Criminal Procedure (Mentally Impaired Persons) Act 2003 (CPMIP Act) s 38 – declaratory judgment on procedures relating to court-ordered mental health assessment reports – time frames for the provision of s 38 reports – obligations on Te Whatu Ora – Health New Zealand – Waikato (HNZ Waikato) when receiving s 38 order addressed to an unnamed ‘health assessor’ – detention of defendant at inpatient facility (s 38(2)(c)) – consultation – role of court liaison forensic nurses – report requirements for a determination of fitness to stand trial – responsibility for funding of s 38 reports
Maaka-Wanahi v Attorney-General [2023] NZHC 187 (McQueen J)
Section 38 of the CPMIP Act empowers the court to order a report from a ‘health assessor’ in relation to a defendant’s mental health. The demand for s 38 reports has increased whilst the capacity of forensic mental health services to provide them has decreased.
An acute problem has arisen in the Midland regions, where HNZ Waikato had advised the courts that reports may take longer than the timeframes directed. It was not able to provide reports in relation to all the s 38 orders it receives and it had no capacity to provide a report unless a forensic nurse had recommended one.
Kingi Du Val Maaka-Wanahi was a defendant before the Hawera District Court.
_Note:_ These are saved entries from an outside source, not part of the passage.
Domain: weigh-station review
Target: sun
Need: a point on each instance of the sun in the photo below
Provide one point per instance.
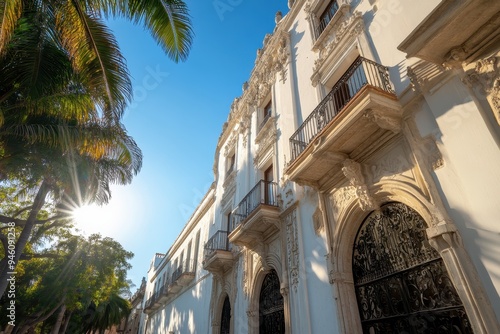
(88, 218)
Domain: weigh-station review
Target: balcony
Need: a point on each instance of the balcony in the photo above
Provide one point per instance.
(360, 112)
(256, 217)
(218, 256)
(183, 274)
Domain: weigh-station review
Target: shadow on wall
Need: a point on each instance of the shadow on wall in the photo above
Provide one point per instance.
(483, 247)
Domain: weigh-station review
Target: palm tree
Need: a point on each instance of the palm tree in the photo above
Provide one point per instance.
(63, 89)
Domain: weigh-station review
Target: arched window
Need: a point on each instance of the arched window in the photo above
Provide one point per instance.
(271, 316)
(225, 321)
(401, 282)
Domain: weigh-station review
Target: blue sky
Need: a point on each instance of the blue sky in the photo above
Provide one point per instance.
(176, 118)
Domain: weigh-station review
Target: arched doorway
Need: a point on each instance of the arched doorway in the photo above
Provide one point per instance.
(401, 282)
(225, 321)
(271, 315)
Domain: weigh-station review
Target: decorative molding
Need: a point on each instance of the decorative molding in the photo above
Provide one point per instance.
(341, 198)
(348, 27)
(231, 145)
(427, 77)
(384, 120)
(292, 247)
(319, 225)
(245, 129)
(352, 170)
(286, 198)
(483, 77)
He was screened by a forensic nurse who did not recommend a s 38 report. The court later provided HNZ Waikato with a s 38 order addressed to an unnamed ‘health assessor’. HNZ Waikato advised the court it had no capacity to prepare the report and noted that the forensic nurse did not recommend one. Counsel then commissioned a s 38 report from a private neuropsychologist which was provided more than five months after the original s 38 order.
Both Maaka-Wanahi and HNZ Waikato brought declaratory judgment proceedings to clarify the legal obligations under s 38. The NZLS, NZBA, and CBANZ appeared as intervenors.
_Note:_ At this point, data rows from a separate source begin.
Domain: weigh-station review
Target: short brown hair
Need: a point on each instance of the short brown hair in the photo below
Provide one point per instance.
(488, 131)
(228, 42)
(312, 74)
Statutory interpretation – whether the time limits in s 38(2)(b) & (c) (14 days) and s 40 (30 days with consent) relate to detention for the purpose of assessment or the completion of s 38 reports – rights-consistent approach – s 38 not drafted clearly or simply – whether court orders issued to unnamed ‘health assessors’ are binding – definition of ‘health assessor’ – comparison to other statutory frameworks for provision of court reports – whether HNZ Waikato must comply with a s 38(2)(c) order for detention of a person in inpatient facility without prior consultation – whether orders which do not comply with s 38(2)(c)(ii) are void ab initio or voidable – role of forensic nurse under s 38 – whether one health assessor’s report will suffice for the court to find a person fit to stand trial – whether the Crown is responsible for funding both public and private s 38 reports.
Held: Court makes declarations (in summary): (1) s 38 does not impose a specific time frame within which reports must be provided. The time frames in s 38(2)(b) & (c) and s 40 refer to periods of detention for the purpose of assessment and not the period within which a s 38 report must be completed. However, reports must be provided without undue delay or there may be a breach of a defendant’s rights under NZBORA; (2) HNZ Waikato is not a ‘health assessor’ and is not legally obliged to provide a report, or locate and commission a report, in response to a s 38 order addressed to an unnamed ‘health assessor’; (3) HNZ Waikato is legally obliged to comply with a s 38(2)(c) order for detention of a person in the inpatient facility, provided requirements in the section are satisfied. A failure to comply with the s 38(2)(c)(ii) requirement does not make an order void ab initio, but constitutes a reviewable error upon which a court may conclude that such an order is void; (4) A judge may consider the opinion of a forensic nurse following a screening assessment in deciding whether to make a s 38 order. However, the CPMIP Act does not require such a screening assessment or a recommendation from a forensic nurse for the Court to make a s 38 order.
No declarations were made on the report requirements for fitness to stand trial (court rejected HNZ Waikato’s argument that only one report was required) or on the state funding of public and private s 38 reports (current position is that both are state funded, which the court considered appropriate, but issues of funding are matters for the executive).
Note: The judgment emphasised the need for urgent attention to the underlying issues from the executive as a priority, observing that unsatisfactory outcomes as a result of delay may be unfortunately common, which is troubling for the efficiency and efficacy of the criminal justice system and bears upon fundamental human rights.